Wheat from the chaff

Where does the General Election leave the pharmaceutical industry?

As we all know, the result of the General Election means that no single party has an absolute majority. What initially seemed a sure thing for Theresa May unravelled into an epic political miscalculation that has left her leadership position in ruins and her Brexit negotiating hand seriously weakened.

At the time of writing, it is uncertain as to how long she will be able to fend off her critics and retain her position. Meanwhile, the nature of her working relationship with the Democratic Unionist Party (DUP) of Northern Ireland has the potential to be very disruptive.


Scrutiny in Parliament

After striking a workable arrangement with the DUP, which seems likely at this time, her ability to pass new legislation in the form she had outlined in the Conservative manifesto has been greatly diminished. Her Government will face intensified scrutiny at every stage, always with the risk that her detractors both inside and outside her own party will unseat her through a vote of no confidence.
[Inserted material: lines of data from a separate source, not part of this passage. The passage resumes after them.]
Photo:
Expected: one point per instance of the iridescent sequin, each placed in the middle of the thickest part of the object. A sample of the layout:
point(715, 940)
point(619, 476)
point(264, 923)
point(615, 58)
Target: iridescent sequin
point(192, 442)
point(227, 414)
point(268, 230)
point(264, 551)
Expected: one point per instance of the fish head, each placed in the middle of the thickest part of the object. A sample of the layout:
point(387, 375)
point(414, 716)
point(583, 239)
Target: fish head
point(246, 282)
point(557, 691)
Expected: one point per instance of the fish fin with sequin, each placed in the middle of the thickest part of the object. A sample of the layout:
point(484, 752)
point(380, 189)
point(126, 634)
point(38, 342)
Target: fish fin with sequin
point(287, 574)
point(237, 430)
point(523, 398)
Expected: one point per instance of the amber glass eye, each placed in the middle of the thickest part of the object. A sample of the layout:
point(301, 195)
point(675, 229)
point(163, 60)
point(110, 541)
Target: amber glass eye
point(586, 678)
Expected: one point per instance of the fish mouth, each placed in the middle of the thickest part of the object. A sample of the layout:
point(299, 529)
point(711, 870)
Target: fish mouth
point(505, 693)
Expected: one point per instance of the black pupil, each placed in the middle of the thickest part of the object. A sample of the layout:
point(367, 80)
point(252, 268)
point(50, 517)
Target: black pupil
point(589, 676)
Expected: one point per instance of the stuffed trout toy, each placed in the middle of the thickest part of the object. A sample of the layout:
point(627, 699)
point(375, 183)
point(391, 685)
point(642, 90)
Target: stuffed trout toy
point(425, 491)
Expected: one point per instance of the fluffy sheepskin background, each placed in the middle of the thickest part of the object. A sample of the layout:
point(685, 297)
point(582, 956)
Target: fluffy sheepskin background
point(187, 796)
With an increased number of seats, Labour will have more power to undermine government plans and an increased ability to scrutinise the Prime Minister, including through an emboldened Corbyn and a greater representation of Labour MPs on Select Committees.

The House of Lords will gain an expanded role in questioning Government legislation. Under the Salisbury Convention, the upper chamber does not oppose policies outlined in a governing party’s election manifesto. Without a majority government in place, the House of Lords faces no such restrictions and will feel it has a greater role to play in holding the legislative agenda to account.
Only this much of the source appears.